With growing numbers, people built stalls on the market ground, setting up stoves to sell simple vegetarian food and tea and offering overnight lodging. Sellers with money in hand wanted to buy things too, so peddlers selling cosmetics, household goods, and farm tools gathered. Then came fortune tellers and letter writers. Recently, Wu Nanhai on inspection had spotted a few painted women—even prostitutes had arrived. He felt unexpectedly emotional, nearly tearing up. Our market has finally made it!
In under a month, the once-empty plot outside the East Gate had magically sprouted a sea of bamboo shacks.
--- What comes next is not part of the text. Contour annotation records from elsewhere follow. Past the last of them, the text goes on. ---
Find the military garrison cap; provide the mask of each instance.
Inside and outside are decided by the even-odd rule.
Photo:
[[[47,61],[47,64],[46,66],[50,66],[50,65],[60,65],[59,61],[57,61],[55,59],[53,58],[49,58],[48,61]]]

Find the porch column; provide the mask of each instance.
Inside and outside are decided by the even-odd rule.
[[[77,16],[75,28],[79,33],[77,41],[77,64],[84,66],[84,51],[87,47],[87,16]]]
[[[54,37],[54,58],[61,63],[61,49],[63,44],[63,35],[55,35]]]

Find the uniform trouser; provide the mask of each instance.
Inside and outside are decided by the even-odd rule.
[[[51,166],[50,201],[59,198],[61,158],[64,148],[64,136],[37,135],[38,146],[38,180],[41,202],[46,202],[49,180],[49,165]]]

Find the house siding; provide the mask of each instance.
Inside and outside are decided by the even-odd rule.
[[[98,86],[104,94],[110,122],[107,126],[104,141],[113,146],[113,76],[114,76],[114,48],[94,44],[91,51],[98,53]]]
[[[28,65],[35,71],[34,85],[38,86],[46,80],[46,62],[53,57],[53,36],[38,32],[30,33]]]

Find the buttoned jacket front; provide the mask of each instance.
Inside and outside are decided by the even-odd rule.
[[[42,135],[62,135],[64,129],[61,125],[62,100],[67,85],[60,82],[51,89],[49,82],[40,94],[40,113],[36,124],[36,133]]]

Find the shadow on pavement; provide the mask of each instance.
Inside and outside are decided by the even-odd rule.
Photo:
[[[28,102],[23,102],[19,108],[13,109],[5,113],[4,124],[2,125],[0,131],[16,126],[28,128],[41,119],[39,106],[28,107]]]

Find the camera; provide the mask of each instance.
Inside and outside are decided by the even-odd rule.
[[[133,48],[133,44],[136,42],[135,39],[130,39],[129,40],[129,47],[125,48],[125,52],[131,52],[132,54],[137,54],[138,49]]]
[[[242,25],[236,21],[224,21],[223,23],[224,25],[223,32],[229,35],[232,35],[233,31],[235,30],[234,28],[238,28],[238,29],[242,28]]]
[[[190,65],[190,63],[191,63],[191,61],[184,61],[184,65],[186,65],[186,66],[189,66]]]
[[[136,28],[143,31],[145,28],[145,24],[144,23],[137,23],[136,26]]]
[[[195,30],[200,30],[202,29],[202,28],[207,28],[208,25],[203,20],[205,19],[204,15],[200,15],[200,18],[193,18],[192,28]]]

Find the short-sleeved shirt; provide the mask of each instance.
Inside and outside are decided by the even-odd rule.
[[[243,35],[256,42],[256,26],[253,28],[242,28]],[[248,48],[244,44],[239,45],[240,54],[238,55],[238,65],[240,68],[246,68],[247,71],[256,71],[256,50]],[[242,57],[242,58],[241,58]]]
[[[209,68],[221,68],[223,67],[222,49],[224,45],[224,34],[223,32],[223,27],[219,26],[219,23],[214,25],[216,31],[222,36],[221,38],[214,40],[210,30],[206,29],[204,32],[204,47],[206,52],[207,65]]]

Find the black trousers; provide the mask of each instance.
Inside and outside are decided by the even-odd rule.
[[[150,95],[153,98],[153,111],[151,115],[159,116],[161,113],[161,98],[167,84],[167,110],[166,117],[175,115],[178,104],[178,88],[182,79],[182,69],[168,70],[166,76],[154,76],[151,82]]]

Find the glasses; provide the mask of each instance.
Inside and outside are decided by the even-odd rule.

By twenty-first-century standards, it couldn't compare to even a remote township market, but for the transmigrators' Commercial Department, it was already impressive.
At the edge of this bamboo-shack sprawl, near the East Gate moat, stood a two-story, all-brick building—conspicuously tall. This was the new Bairren Fortress East Gate Market Administration, which also served as the Commercial Department's office. The front featured a verandah for shelter from sun and rain, and the main entrance hall held a stone counter displaying three types of measuring instruments: mass standards consisting of one-kilogram, fifty-gram, and one-gram stone weights; a one-meter ruler; and a one-liter vessel for water measurement.
Promoting new standardized measures ranked among the Commercial Department's key tasks. Though Qin Shi Huang had begun unifying measurements, in practice, measurements throughout Chinese history had never truly been unified. Each industry, each region, though using the same names, applied different actual values—sometimes wildly divergent. This caused endless disputes and conflicts, and dynasties of officials and merchants had exploited these discrepancies for profit.
The Commercial Department decided to begin here, at the still-nascent East Gate Market, pushing modern standardized metric measurements. All transmigrator purchases and sales would use these new standards. For transactions between locals, lacking sufficient new equipment to supply the entire market, there were no mandatory requirements yet.